To further understand the functional mechanisms of UPR, we identified 12 commonly UPR-upregulated genes by expression microarray analysis. We have characterized one of the genes, namely ARMET. We found that Armet is a secreted protein with multiple functions. Our results suggest that Armet may be involved in tumor growth and survival under hypoxia, in neuroprotection in neurodegenerative diseases, and in tissue hypertrophy in many other diseases. Further efforts are directed to understand how Armet protein is regulated and how Armet is involved in normal and pathological processes. Specifically, we are testing the hypothesis that Armet is a cytoprotective factor involved in the pathogenesis of cancer and neurodegenerative diseases.
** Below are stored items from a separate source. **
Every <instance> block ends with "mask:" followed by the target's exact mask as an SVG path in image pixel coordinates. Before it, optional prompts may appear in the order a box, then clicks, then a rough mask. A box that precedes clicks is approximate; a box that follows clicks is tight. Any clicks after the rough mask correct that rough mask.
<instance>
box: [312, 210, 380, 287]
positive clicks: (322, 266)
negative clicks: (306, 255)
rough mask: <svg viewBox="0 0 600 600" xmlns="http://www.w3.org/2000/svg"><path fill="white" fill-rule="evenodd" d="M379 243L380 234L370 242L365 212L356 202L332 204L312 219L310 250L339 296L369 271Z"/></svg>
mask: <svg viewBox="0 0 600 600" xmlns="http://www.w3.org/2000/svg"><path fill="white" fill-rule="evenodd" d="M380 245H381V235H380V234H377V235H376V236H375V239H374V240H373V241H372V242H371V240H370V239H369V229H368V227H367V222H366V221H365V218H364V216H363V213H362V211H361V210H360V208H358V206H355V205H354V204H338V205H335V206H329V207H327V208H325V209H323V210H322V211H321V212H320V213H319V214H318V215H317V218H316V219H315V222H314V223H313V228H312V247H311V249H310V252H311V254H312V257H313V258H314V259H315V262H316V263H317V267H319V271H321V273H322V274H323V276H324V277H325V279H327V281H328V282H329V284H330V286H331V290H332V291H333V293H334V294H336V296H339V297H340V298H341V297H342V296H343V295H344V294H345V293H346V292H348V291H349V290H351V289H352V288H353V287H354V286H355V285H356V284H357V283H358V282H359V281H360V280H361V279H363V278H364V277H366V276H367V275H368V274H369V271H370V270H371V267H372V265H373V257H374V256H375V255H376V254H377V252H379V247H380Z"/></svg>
Stem cell research and ubiquitin ligase-targeted drug screening
Breakthroughs in our understanding of the ubiquitin system provide enormous potentials for drug discovery. Many human diseases are associated with disturbances of this system. The first drug, VelcadeTM, that targets the step of proteasomal degradation, have been approved bythe FDA for the treatment of patients with multiple myeloma. Studies have directly linked several ubiquitin ligases to diseases, for example, mdm2 and cancer. Therefore, our lab is interested in establishing ubiquitin ligase activity assays for high throughput screening for drugs targeting disease-causing ubiquitin ligases. In addition, we are exploring a new avenue for controlling stem cell differentiation. To achieve this goal, we will identify the ubiquitin ligase(s) for Oct4, an essential transcription factor for regulating stem cell differentiation. Oct-4 ubiquitin ligase-targeting drugs may prove useful to control stem cell differentiation.